If $A$ is an $n \times n$ nilpotent matrix show that $I-A$ is invertible then find the spectrum of I-A ?
for part one i've shown that $I-A$ is invertible by finding its inverse using that $A$ is a nilpotent. My problem is in the next part, will anybody help me please?
On
Without using the Cayely-Hamilton theorem:
For all $\lambda\ne0$ we see that $\frac1\lambda A$ is also nilpotent hence the matrix $I-\frac1\lambda A$ is invertible hence $$\chi_A(\lambda)=\det(\lambda I-A)\ne0$$ hence for all $\lambda\ne0$, $\lambda$ is not an eigenvalue of $A$ but since $\operatorname{sp}(A)\ne\emptyset$ then $0$ is the only eigenvalue of $A$.

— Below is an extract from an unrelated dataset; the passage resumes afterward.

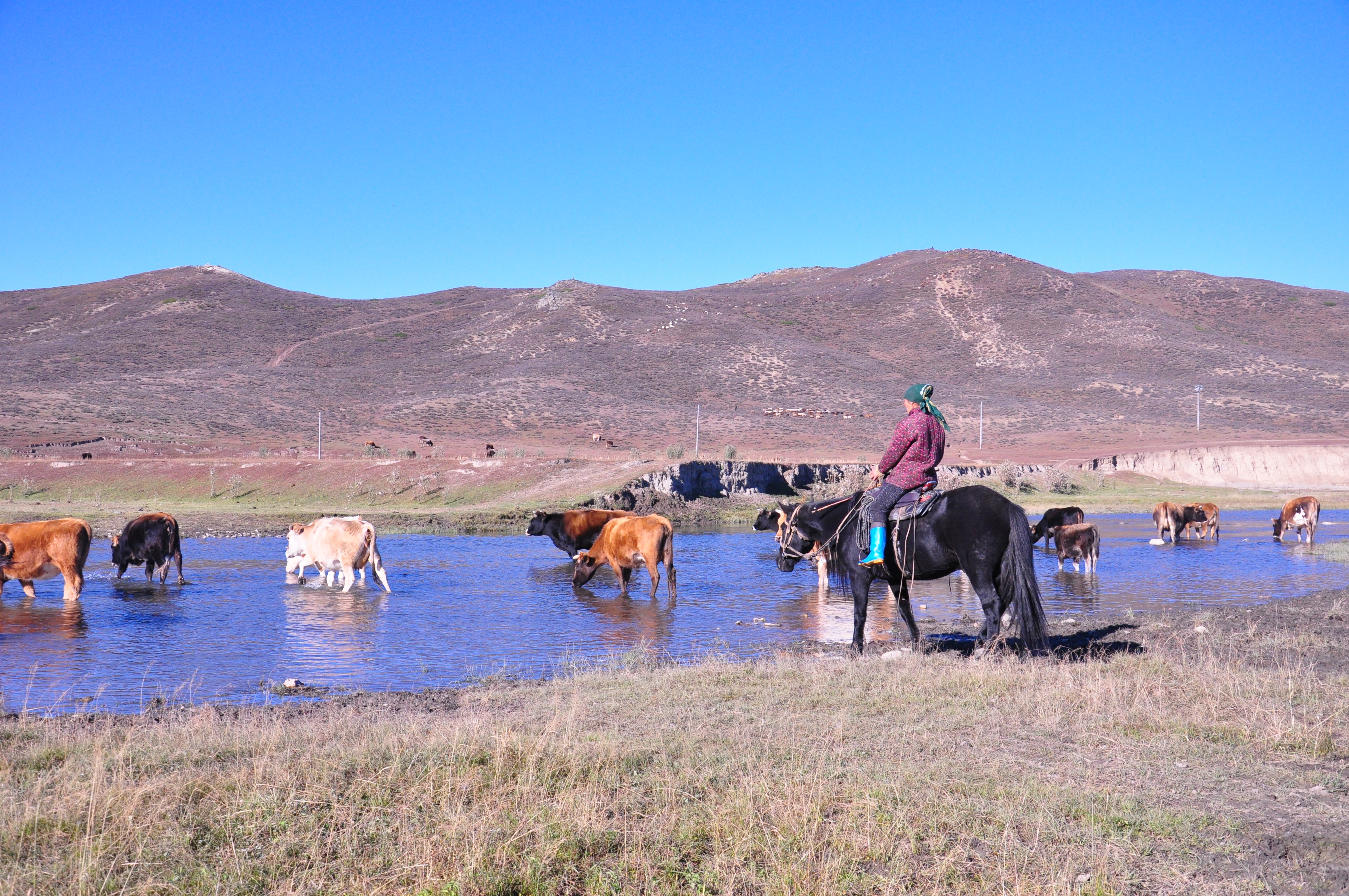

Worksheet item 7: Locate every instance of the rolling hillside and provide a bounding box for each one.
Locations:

Edit: To find the eigenvalues of $I-A$: $$\chi_{A-I}(\lambda)=\det(\lambda I-(I-A))=\det((\lambda-1)I+A)=(-1)^n\chi_A(1-\lambda)$$ and since $0$ is the only root of $\chi_A$ then $1$ is the only root of $\chi_{A-I}$.
Hint: Let $(0,v)$ be an eigenpair of $A$. Prove that $(1,v)$ is an eigenpair of $I-A$.